Transportation Secretary Ray LaHood told a Senate subcommittee the Obama administration soon will unveil its plan to relaunch a cross-border trucking program along the U.S.-Mexico border.
“Our intention . . . is to restart this program,” LaHood said at a Thursday hearing before the Senate Appropriations Committee’s transportation and housing panel.
“It is a part of [the North America Free Trade Agreement]. It needs to be restarted,” he said.
When asked by Subcommittee Chairwoman Sen. Patty Murray (D-Wash.) when the administration would unveil its play, LaHood said it was “very close. . . . It is closer than soon.”
Mexican President Felipe Calderon is scheduled to meet with President Obama in Washington next week.
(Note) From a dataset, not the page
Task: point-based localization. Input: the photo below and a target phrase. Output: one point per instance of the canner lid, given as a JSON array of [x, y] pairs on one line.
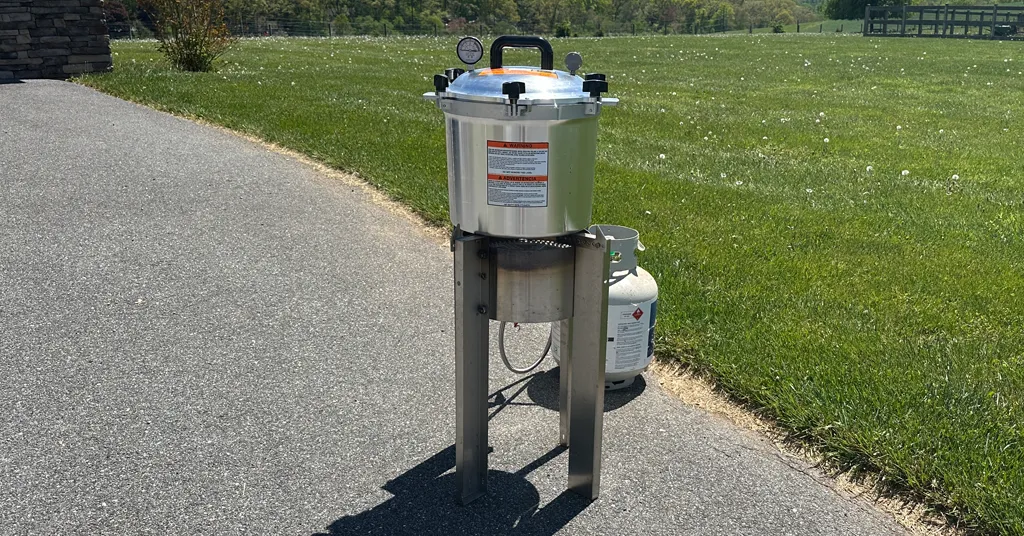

Murray said Arturo Sarukhan, Mexico’s ambassador to the United States, has said that Calderon plans to raise the issue during the visit.
“We are hoping that with [Calderon] coming later this month that we can have a resolution of this,” Murray said.
Mexican trucks are allowed to operate in a zone of about 25 miles on the American side of the U.S.-Mexico border. Under the Bush administration, the Department of Transportation began a pilot program in 2007 to allow some Mexican carriers free access to all U.S. roads.
The Obama administration suspended that program in March 2009 and a group of Mexican carriers last year sued the U.S. for $6 billion for violating NAFTA provisions.